Se si vuole acquistare un’auto nuova di cui non si ha la targa perché magari non ancora immatricolata, è possibile comunque sapere in anticipo quanto si dovrà pagare di bollo purché si conosca la potenza del veicolo. Si può infatti fare un calcolo partendo dai kW dell’automobile. Questi ultimi sono indicati nel libretto di circolazione del mezzo e, se non si riesce a recuperarli, si può partire anche dai cavalli del veicolo. Inoltre, sono importanti le classi ambientali del veicolo per il calcolo della tassa. Più la categoria è alta, minore sarà l’importo da pagare. 

I veicoli di categoria Euro 0 sono quelli che pagheranno un bollo auto più elevato perché partono da un importo di tre euro a Kilowatt fino a 100 kW. Oltre i 100, la tariffa per ogni kW è di 4,50 euro. I veicoli di categoria Euro 4,5 e 6 sono invece quelli che pagano il bollo più basso con un minimo di 2,58 euro a kW al di sotto dei 100 e un massimo di 3,87 euro a kW al di sopra di tale soglia.

Le automobili con potenza superiore a 185 kW sono invece soggette al pagamento del superbollo. Nei primi 5 anni di circolazione del veicolo si pagano 20 euro per ogni kW oltre la soglia dei 185, tra i 5 e i 9 anni l’importo scende a 12 euro, tra i 10 e i 14 anni si scende ancora a 6 euro. Importo pari a 3 euro, invece, quando l’auto ha dai 15 ai 19 anni e poi, una volta raggiunta la soglia dei 20 anni, il mezzo non è più soggetto al superbollo.

Se invece si possiede già la targa del veicolo, il calcolo diventa molto più semplice perché è possibile farlo direttamente sul sito dell’Agenzia delle Entrate. Nella sezione “pagamenti > bollo auto” si trovano delle tabelle nelle quali inserire la targa del mezzo per il quale si desidera conoscere l’importo e digitare anche il codice di sicurezza suggerito dal sito. Qui sarà possibile scoprire, oltre che l’importo esatto, anche le more a cui si va incontro in caso di pagamenti in ritardo.

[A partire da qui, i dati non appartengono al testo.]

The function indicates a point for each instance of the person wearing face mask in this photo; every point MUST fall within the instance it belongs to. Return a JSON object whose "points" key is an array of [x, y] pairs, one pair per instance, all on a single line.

Infine, il calcolo può essere fatto anche sul sito dell’ACI, raggiungibile anche attraverso l’applicazione IO, l’app dei servizi pubblici messa a disposizione dallo Stato.

Le altre agevolazioni riguardanti il mondo dell’auto

È ancora una volta l’emergenza sanitaria a rendere necessari gli interventi che l’Unione Europea ha fatto in termini di scadenze e di pagamenti. Allungare i termini utili per assolvere ai propri pagamenti è necessario per evitare code e assembramenti. Soggetti a queste proroghe anche i rinnovi di patenti e fogli rosa.

Il regolamento Ue 2021/267 ha stabilito che le patenti di guida scadute tra l’1 settembre 2020 e il 30 giugno 2021 hanno un’ulteriore validità di dieci mesi a partire dalla data di scadenza riportata sulla patente stessa. Questa misura si aggiunge a quella dello scorso anno che prevedeva una validità di ulteriori sette mesi oltre la scadenza. Le due cose sono cumulabili, nel senso che chi ha già usufruito dei sette mesi potrà accedere anche alla proroga di altri dieci mesi.

Diverso è invece il caso dei fogli rosa, rilasciati dalla motorizzazione per poter guidare accompagnati da un guidatore esperto in attesa di superare l’esame pratico per la patente. La validità di questi, con scadenza tra il 31 gennaio 2021 e il 30 aprile 2021, è prorogata di 90 giorni a partire dalla data di scadenza dello stato di emergenza pandemico. La data, attualmente, è fissata proprio al 30 aprile, ma tutto fa pensare che ci sarà un’ulteriore proroga.

Anche dal punto di vista degli esami il Governo è intervenuto per spalmare su tempi più lunghi tutte le richieste dei neo diciottenni e non che si iscrivono a scuola guida. Normalmente, dal momento di presentazione della domanda, si hanno sei mesi di tempo per potersi presentare nella motorizzazione competente per il territorio e sostenere la prova teorica consistente in un quiz di 40 domande. La scadenza utile è stata invece allungata a un anno per tutte le iscrizioni validate dall’1 gennaio al 31 dicembre dello scorso anno.